A leading heart expert at Queen Mary, University of London has been honoured for pioneering a host of breakthrough treatments for heart disease.
3 December 2009
Professor Martin Rothman received the inaugural award for "outstanding contribution to innovation" at NHS Innovations London’s annual awards dinner last week.
Presenting it, Olympic Gold Medallist Tessa Sanderson said: “This award goes to an outstanding innovator, who, by his own admission has said the roots of his success as a cardiologist and cardiac interventionist have been firmly laid in innovation.
“He recognised early on the need to kiss a lot of frogs in order to find the princes of ideas, something which has pushed him further and kept him at the leading edge of research.”
“He’s a great advocate of innovation, building a research inheritance to encourage and promote entrepreneurship as clinical activity.”
Throughout his career Consultant Interventional Cardiologist and Professor of Interventional Cardiology, Rothman has been behind a number of key innovations and is currently the inventor on 25 patent families.

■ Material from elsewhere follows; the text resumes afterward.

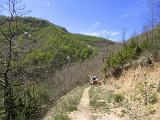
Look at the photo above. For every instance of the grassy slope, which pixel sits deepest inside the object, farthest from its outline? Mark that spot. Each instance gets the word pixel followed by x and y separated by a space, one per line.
pixel 39 51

In 1982 Professor Rothman was one of the first doctors in the UK to use angioplasty on heart attack patients, a now-common technique used to unblock arteries without the need for surgery.
In 1987 he also introduced the coronary stent in the UK, a tiny scaffold-like device inserted into a patient’s artery to stop it from closing.
At the time, both innovations were deemed novel and dangerous, yet both are now mainstream procedures.
Professor Rothman said: “I was honoured and surprised to receive this award and would like to acknowledge NHS Innovations London for their continuing support and funding which has enabled me to develop some of my more recent inventions.
“There are some exciting things in the pipeline in terms of innovative treatments for heart disease which kills one in three people in the UK.”
One such product is Professor Rothman’s ascending thoracic aorta graft (ATAG) innovation. The ATAG is a prosthetic blood vessel that can be inserted into the body using a catheter to re-establish blood flow around a diseased or damaged vessel section. The new system aims to replace the current high-cost, high-risk procedure, open heart surgery, used to treat this condition. A prototype for use in animal trials is near completion.
Professor Martin Rothman and his team also picked up an award from NHS Innovations London in 2008 for their work on another innovative device, Percutaneous Implantable Cardiac Support (PICS). The device, used to treat end stage heart failure, is small enough to be implanted without the need for major surgery. Development of this product continues and testing in animals is expected to begin in 2010.